How I gained access to TMobile’s national network for free - ProAm
https://medium.com/@jacobajit/how-i-gained-access-to-tmobiles-national-network-for-free-f9aaf9273dea#.j24m9o2uv
======
muppetman
I love hacks like this. I know of a number of other hacks that have been used
(but don't currently work) for other mobile numbers (outside the US) Where
there's a will, there's a way. ICMP Tunnels is a great one, for example.
That's saved my bum a few times.

------
ackalker
Mmm, love the good ole'style hack. Find a hole in the system and peek through,
good-natured of course.
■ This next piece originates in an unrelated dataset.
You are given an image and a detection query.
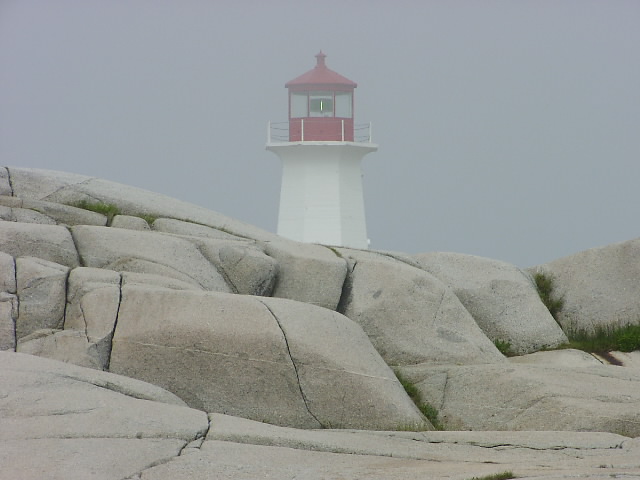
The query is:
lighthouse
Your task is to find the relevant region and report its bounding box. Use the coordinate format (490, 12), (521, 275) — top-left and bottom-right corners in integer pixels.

Reminds me of how I discovered that some hosting
company's FTP server supported the somewhat obscure `cdup` command (which
should work identical to `cd ..`), but didn't check if the connecting user
actually had access rights to poke around that parent directory (it did for
`cd ..`).

Much mischievous grinning ensued as I showed to my colleagues how i could
"escape" from our allotted home directory and look at directories of some of
the other clients, before I reported it to the hosting company. I don't know
if they ever fixed that loophole...

------
ge0rg
TL;DR: t-mobile's captive portal doesn't block access to URLs containing
"/speedtest", so you can proxy all your Web traffic appropriately and get free
access.